Email Notification on User Login

aalarco4 · ‎08-08-2012

In our deployment, I have created an emergency admin account that will allow a few members in my department administrator access to the instance if the normal admin, myself, is unavailable. However, I want to ensure that this account is not used unless absolutely necessary so I was looking to set up an email notification that would send a message (maybe to our CAB, not sure yet) when this account logs into the instance.

The two methods I've looked into, but had issues with, are using a Email Notification that launches on event "login" and a Script Action that launches a different event which then launches an email notification. With the first method I can use the event "login" to trigger the email notification, but I can't figure out how to use event.parm1 (username of the person logging in) for a condition. I would need to add in a condition that states:


 if(event.parm1.toString() == 'its_admin')
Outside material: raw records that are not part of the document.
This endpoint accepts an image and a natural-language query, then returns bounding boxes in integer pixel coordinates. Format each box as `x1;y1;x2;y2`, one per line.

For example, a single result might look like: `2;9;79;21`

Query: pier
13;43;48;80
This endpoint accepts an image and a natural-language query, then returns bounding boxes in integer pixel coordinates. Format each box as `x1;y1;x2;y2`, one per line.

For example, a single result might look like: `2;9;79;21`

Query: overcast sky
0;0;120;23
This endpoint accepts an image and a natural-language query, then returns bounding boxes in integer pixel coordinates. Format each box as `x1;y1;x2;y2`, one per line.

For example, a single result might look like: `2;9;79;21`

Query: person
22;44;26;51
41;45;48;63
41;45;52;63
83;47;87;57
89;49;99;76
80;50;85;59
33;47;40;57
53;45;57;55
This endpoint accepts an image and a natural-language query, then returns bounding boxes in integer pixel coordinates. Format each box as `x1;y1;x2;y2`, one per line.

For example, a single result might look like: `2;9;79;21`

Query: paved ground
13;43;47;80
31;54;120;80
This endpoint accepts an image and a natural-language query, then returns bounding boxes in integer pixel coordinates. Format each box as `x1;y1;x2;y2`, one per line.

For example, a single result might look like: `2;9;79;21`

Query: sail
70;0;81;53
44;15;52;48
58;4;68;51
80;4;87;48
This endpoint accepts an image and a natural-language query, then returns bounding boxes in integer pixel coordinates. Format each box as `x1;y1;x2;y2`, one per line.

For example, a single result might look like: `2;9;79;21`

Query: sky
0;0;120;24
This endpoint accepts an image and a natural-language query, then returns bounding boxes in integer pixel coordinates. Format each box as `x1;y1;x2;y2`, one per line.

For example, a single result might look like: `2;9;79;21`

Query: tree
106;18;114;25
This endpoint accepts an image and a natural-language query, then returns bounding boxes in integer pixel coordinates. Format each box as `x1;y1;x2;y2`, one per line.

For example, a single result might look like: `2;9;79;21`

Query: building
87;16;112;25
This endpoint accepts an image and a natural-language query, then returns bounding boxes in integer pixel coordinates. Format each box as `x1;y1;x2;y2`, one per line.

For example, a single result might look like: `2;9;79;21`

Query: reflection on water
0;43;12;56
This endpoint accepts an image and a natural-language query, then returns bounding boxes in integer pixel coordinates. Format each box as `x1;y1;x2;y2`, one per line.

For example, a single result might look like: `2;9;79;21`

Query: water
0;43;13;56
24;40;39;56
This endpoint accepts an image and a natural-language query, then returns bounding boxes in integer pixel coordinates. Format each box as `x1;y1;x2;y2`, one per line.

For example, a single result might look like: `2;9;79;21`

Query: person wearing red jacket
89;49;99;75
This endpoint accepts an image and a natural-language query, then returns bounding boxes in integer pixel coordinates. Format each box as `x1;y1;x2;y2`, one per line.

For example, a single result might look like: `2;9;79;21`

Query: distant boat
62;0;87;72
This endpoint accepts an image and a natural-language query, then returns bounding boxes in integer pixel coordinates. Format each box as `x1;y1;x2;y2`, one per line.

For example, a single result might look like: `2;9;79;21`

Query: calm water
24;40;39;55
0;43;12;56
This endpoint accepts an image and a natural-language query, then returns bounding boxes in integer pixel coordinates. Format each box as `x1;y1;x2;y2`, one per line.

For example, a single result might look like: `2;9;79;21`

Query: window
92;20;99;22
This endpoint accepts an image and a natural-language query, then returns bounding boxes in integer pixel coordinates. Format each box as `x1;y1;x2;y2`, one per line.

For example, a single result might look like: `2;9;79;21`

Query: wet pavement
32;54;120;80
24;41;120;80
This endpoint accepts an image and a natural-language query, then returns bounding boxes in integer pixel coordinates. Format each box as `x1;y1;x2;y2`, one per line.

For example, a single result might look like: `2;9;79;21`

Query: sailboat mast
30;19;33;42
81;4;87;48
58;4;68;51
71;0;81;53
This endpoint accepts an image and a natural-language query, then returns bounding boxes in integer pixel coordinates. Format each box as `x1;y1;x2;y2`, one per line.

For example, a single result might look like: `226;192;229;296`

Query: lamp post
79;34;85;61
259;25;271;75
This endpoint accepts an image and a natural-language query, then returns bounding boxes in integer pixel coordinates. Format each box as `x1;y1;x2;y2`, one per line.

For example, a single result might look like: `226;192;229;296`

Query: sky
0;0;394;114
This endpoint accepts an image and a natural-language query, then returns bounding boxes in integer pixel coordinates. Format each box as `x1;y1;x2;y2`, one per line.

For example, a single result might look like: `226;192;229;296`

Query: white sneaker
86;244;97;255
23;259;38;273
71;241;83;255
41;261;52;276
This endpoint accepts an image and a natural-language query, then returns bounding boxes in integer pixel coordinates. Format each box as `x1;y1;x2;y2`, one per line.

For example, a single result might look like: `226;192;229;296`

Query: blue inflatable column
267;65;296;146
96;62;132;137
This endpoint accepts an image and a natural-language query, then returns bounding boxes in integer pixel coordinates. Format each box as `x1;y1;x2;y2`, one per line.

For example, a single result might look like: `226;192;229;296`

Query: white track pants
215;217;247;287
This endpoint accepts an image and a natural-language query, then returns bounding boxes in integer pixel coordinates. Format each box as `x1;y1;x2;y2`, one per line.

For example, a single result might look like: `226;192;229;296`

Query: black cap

The other method is a Script Action that launches a registered event which then triggers an email notification. The Script Action launches on event "login" and has the following code:



if(event.parm1.toString() == 'its_admin'){
   gs.eventQueue('admin.login', event.parm1.toString(), event.parm2.toString());
}

If I add gs.log statements, I get log entries, so the script is running, but it doesn't appear to be launching the event.

Any thoughts or other methods to try?

nikita_mironov · ‎08-08-2012

I think its incorrect evenQueue method call. The second parameter should be GlideRecord object for which you are running the event. I guess it should be the user that is logging in. This can be easily checked in Events queue.

The following script will work fine for our case:
<%
if(event.parm1.toString() == 'its_admin') {
var myUsr = new GlideRecord('sys_user');
myUsr.get(event.user_id.toString());
gs.eventQueue('admin.login', myUsr,event.parm1.toString(), event.parm2.toString());
// gs.log('Fired admin.login event!');
}
%>
The new event being fired ("admin.login") should be registered in Events > Registry and then you can set up a notification for that event to be executed on the top of sys_user table. Parm2 contains the user IP address so if you are not behind NAT you can include that in email body using syntax <%${event.parm2}%>

Michael Kaufman · ‎08-09-2012

A different approach is to have a business rule on the User Table that triggers an event when the login time changes. That is probably easier than the methods mentioned. I tried this out and it worked. I didn't setup the email notification, but I saw the event created.

Business Rule:



Name: Admin User Login Event
Table: User [sys_user]
When: after
Insert/Update: true
Order: 100
Active: true
Script:
if (!current.last_login_time.nil() &amp;&amp; current.last_login_time.changes() &amp;&amp; current.user_name == 'its_admin') {
  gs.eventQueue("admin.login", current, current.user_name , current.user_name);
}

Registry



Name: admin.login
Table: User [sys_user]
Fired By: Admin User Login Event Business Rule
Description: Admin User Login Event

Email Notification



Event: admin.login

aalarco4 · ‎08-09-2012

Thanks for both of these suggestions. I ended up using the business rule that Mike suggested, but I also will use the correct eventQueue method suggested by Nikita.